In total, about 20 mediators and modulators in the neural network were found in the laboratory. A mediator such as acetylcholine, which belongs to the group of catecholamines, is a mediator of the sympathetic system, that is, it helps to transmit an excitation signal. An excess of catecholamines in the body leads to overexcitation of the central nervous system. Heart failure often begins due to constant stress and release of norepinephrine. Therefore, the restoring parasympathetic system is urgently needed in the body.

Such mediators as pituitary peptide and ATP are designed to transmit an impulse of relaxation and recovery. Parasympathetic centers are located in the autonomic nuclei of the cranial nerves.

Cardiometasympathetic system

The metasympathetic autonomic nervous system, as mentioned, consists of several divisions. The ganglionic system of the heart is already fairly well understood, so we can look at how it works.

Protection of the heart is due to reflex cycles having a "base" in the intramural ganglia.

Metasympathetic autonomic nervous system
Metasympathetic autonomic nervous system

Thanks to the work of G. I. Kositsky, we know about one very interesting reflex. Stretching the right atrium is always reflected in the workright stomach. He works harder. The same happens in the left side of the heart.

When the aorta is stretched, the contractility of both ventricles reflexively decreases. These effects are due to the metasympathetic nervous system. The Goltz reflex manifests itself when, upon impact to the abdomen, the heart can stop contracting for a while. The reaction is associated with the activation of the abdominal nerve, with its afferent part.

The heart rate is also reduced by other influences. The Ashner-Dagnini reflex is the reaction of the heart when pressure is applied to the eyes. Cardiac arrest also happens when the vagus nerve is irritated. But with subsequent stimulation of the nerve, this effect disappears.

Cardiac reflexes are designed to maintain blood supply to the arteries at a single constant level. The autonomy of the nervous intracardiac system proves the ability of the heart to take root after transplantation. Although all major cardiac nerves have been severed, the organ continues to contract.

Enterometasympathetic system

The enteric nervous system is a unique mechanism where thousands of neurons are fully coordinated with each other. This mechanism, created by nature, is rightfully considered the second human brain. Since even with damage to the vagus nerve, which is associated with the brain, the system continues to perform all its functions, namely: digestion of food and absorption of nutrients.
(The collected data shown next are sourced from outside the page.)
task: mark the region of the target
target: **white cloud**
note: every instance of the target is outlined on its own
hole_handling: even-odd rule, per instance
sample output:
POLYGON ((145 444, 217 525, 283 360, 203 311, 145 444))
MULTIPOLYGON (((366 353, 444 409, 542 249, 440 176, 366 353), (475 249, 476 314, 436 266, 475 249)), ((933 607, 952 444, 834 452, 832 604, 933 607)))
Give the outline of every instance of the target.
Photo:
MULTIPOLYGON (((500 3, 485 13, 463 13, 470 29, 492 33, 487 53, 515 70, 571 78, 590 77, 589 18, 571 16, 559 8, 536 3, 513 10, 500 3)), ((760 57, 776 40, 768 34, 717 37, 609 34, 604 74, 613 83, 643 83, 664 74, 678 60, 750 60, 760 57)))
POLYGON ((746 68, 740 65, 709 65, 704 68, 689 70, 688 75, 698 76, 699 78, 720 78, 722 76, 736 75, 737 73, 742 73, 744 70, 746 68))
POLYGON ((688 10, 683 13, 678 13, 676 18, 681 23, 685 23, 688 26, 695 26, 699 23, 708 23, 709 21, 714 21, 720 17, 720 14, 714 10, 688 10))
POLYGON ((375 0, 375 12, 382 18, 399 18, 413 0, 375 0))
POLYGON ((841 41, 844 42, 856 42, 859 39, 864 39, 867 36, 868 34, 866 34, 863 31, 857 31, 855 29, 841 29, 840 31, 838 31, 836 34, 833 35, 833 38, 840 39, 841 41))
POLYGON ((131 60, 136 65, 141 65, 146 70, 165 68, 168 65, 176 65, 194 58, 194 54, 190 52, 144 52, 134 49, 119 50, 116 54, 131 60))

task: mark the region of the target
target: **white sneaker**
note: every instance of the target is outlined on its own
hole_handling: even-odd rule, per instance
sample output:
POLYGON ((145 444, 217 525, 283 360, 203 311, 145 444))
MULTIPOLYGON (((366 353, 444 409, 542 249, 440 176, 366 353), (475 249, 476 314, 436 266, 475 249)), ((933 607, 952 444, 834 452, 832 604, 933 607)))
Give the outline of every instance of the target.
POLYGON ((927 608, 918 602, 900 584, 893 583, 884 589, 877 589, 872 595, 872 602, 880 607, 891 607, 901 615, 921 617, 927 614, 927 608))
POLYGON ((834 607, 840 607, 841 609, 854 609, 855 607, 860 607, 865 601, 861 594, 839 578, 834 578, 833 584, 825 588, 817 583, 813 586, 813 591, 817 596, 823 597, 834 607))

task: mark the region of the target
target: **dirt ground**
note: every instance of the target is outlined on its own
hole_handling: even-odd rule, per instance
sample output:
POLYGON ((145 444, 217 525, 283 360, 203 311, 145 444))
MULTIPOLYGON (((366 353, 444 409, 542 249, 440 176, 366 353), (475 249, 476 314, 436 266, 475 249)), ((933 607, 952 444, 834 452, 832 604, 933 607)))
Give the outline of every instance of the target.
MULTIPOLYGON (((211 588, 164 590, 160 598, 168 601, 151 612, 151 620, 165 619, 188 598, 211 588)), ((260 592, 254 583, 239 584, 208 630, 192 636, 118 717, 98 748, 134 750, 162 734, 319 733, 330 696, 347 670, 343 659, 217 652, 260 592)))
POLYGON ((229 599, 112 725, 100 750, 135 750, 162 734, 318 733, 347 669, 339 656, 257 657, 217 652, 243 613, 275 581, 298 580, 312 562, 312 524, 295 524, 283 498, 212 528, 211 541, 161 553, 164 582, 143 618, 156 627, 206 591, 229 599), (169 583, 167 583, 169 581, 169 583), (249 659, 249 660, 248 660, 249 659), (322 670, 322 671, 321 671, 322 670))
metasympathetic nervous system
metasympathetic nervous system

But it turns out that the alimentary tract is not only responsible for the digestion of food, but, according to recentdata, and for the emotional background of a person. It has been established that 50% of dopamine, the hormone of joy, and about 80% of serotonin are produced in the intestines. And this is even more than is produced in the brain. Therefore, the intestines can safely be called the emotional brain.

In the enteral autonomic metasympathetic system, several types of neurons are distinguished:

  • primary afferent sensory;
  • ascending and descending interneurons;
  • motor neurons.

Motoneurons, in turn, are divided into moving muscles, excitatory and inhibitory.

Intestinal perist altic reflex and MHC

The small and large intestines also have an autonomous metasympathetic division of the autonomic nervous system. It is known that each villus of the large intestine contains 65 sensory neurons; there are 2,500 different nerve cells per millimeter of tissue.

Sensory neurons are connected to motor neurons through various interneurons in the enteric system. It is enough to activate one neuron, so that the alternating tension and relaxation of the intestinal muscles starts further along the chain. This is called the perist altic reflex, which moves food through the intestines. The vegetative intestinal system is also completely independent of the central nervous system, which is vital if, in the event of a stroke, for example, part of the brain ceases to function.